Crise dans les Antilles : l'obligation vaccinale pour les soignants repoussée au 31 décembre
Les Antilles sont secouées par un mouvement social et de contestation contre l'obligation vaccinale

publié le vendredi 26 novembre 2021 à 18h08

L'obligation vaccinale des soignants et la mise en application du pass sanitaire a déclenché une crise sociale aux Antilles à la mi-novembre.

Aux Antilles, c'est la mesure qui a fait descendre soignants et syndicats dans les rues et déclenché l'étincelle des violences. Le gouvernement a annoncé vendredi que la date de mise en oeuvre de l'obligation vaccinale pour les soignants était repoussée au 31 décembre.

Il propose en outre un accompagnement individuel pour soutenir son application en Guadeloupe comme en Martinique.

Dans un communiqué commun, les ministres des Outre-mer Sébastien Lecornu, et de la Santé Olivier Véran annoncent également la levée de la suspension des soignants qui refusent la vaccination s'ils acceptent cet accompagnement individuel.


La Guadeloupe et la Martinique sont secouées (depuis 12 jours pour la première île et cinq pour la seconde) par un mouvement social et de contestation des mesures sanitaires. Ce mouvement a vite été émaillé de violences, y compris de tirs contre les forces de l'ordre et journalistes, dans la nuit de jeudi à vendredi.

En Guadeloupe, les denrées alimentaires commencent à manquer dans les magasins, surtout les petits qui ne peuvent se faire ravitailler par la mer. Les tensions à l'hôpital de Pointe-à-Pitre depuis le début de la grève générale le 15 novembre commencent à faire sentir leurs effets: une association d'internes a invoqué mercredi le droit de retrait de ses adhérents pour "péril imminent" et des médecins hospitaliers démissionnent.

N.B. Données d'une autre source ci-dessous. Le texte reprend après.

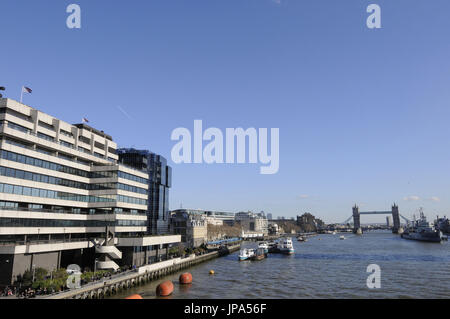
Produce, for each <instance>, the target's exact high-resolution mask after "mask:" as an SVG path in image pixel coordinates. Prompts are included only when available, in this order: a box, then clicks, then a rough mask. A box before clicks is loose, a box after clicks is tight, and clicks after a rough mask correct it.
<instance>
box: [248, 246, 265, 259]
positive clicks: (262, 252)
mask: <svg viewBox="0 0 450 319" xmlns="http://www.w3.org/2000/svg"><path fill="white" fill-rule="evenodd" d="M264 258H266V254H265V253H264V248H258V249H256V252H255V251H254V254H253V256H252V257H251V260H263V259H264Z"/></svg>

La direction du CHU de Martinique a pour sa part annoncé que "dans le contexte actuel", elle était contrainte "d'activer le service minimum sur l'ensemble des sites du CHUM afin de sécuriser les professionnels et les patients", en raison de "grandes difficultés à assurer les soins dans l'institution".Les autorités locales comme nationales tentent d'ouvrir la porte au dialogue avec les syndicats et les élus sur les deux îles.